HELEN MONEY- “Atomic”Alison Chesley è una violoncellista e compositrice che nel corso della sua carriera ha collaborato con vari artisti quali Sleep, Neurosis, Bob Mould e gli Earth con i quali fu possibile vederla in azione negli ultimi concerti tenuti in Italia. Quando agisce in solitudine è solita adottare il nome di Helen Money. La sua formazione è nell’ambito classico, ma la traiettoria non ortodossa della carriera dice molto sia dell’ampiezza che del tono della sua musica.

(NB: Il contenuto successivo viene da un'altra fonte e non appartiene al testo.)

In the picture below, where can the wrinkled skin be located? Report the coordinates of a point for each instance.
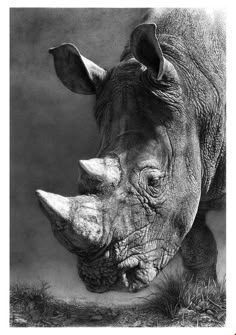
(160, 112)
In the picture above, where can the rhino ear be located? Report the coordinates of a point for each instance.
(146, 48)
(76, 72)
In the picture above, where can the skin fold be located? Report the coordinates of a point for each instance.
(161, 115)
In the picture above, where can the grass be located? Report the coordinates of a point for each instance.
(180, 303)
(190, 303)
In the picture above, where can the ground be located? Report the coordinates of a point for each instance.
(181, 303)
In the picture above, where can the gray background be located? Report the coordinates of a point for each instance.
(51, 128)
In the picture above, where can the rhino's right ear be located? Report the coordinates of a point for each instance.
(76, 72)
(146, 48)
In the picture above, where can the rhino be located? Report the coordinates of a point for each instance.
(161, 116)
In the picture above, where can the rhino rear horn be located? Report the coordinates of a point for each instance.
(104, 169)
(146, 48)
(76, 72)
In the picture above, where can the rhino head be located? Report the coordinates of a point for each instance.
(138, 198)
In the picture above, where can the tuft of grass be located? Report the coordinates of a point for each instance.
(191, 301)
(181, 302)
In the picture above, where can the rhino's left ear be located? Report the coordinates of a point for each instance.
(76, 72)
(146, 48)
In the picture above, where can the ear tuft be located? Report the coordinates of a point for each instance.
(76, 72)
(146, 48)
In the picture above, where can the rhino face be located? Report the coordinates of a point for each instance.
(139, 197)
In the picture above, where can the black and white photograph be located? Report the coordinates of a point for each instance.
(117, 167)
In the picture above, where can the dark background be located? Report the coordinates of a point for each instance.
(51, 128)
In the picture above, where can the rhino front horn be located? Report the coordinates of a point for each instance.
(55, 205)
(77, 222)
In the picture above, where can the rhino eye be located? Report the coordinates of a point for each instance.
(153, 181)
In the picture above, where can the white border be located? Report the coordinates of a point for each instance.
(231, 234)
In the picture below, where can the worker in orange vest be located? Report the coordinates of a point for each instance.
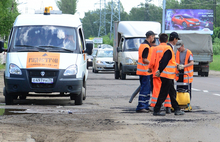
(184, 58)
(153, 66)
(144, 56)
(167, 72)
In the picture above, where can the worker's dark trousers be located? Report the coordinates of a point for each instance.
(184, 86)
(167, 87)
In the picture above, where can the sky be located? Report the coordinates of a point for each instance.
(29, 6)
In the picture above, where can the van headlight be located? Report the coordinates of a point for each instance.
(129, 61)
(71, 70)
(14, 69)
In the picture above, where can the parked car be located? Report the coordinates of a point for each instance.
(103, 61)
(90, 58)
(105, 46)
(185, 21)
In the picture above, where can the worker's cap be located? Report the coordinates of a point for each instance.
(179, 43)
(174, 35)
(149, 33)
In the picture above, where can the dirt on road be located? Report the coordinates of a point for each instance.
(105, 116)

Il nuovo “Atomic” è stato realizzato con la mente ancora piena della morte di entrambi i genitori, nel periodo in cui sono diventati molto stretti i rapporti con i famigliari e con gli amici e si è trovata a riflettere sulle connessioni esistenti con la natura che ci circonda. Il risultato è un album intenso e ricco di passione tormentata, forse il migliore della sua carriera.
Undici tracce strumentali si susseguono con il violoncello grande protagonista in quanto usato in tutti i modi possibili e pensabili, ma accompagnato da arpa, dal piano, da batterie digitali, dall’elettronica modulare del compagno d’avventura Will Thomas, strumenti che rendono il sound più ricco ed interessante.
La decostruzione del dolore è un cammino che inizia con il magnifico brano “Midnight”. Si tratta di musica cameristica con una sensazione percepita di “fine del mondo”. In “Something Holy” occorre una certa predisposizione all’ascolto di sonorità strazianti, a tratti disturbanti, ma immersive e profondamente meditative, create da drones e feedback. Nonostante la quiete apparente, “Understory” è percorsa da una tensione in crescendo, dal punto di vista sonoro espressa da una distorsione sempre sul punto di esplodere. Deflagrazione che avviene in “Nemesis” che si spinge oltre i confini del noise.
Come potete sentire tutto lo scibile musicale conosciuto dalla Chesley è stato posto in essere, in aggiunta si assiste al post-rock di “Coil” e al bellissimo paesaggio acustico di “Coppe”.
Quasi alla fine del percorso si ha il piacere di imbattersi in una traccia di meravigliosa tristezza, “Redshift”, in cui è meraviglioso sprofondare per un’esperienza di desolata malinconia.
Opera di grande bellezza, ma non per tutte le orecchie!!!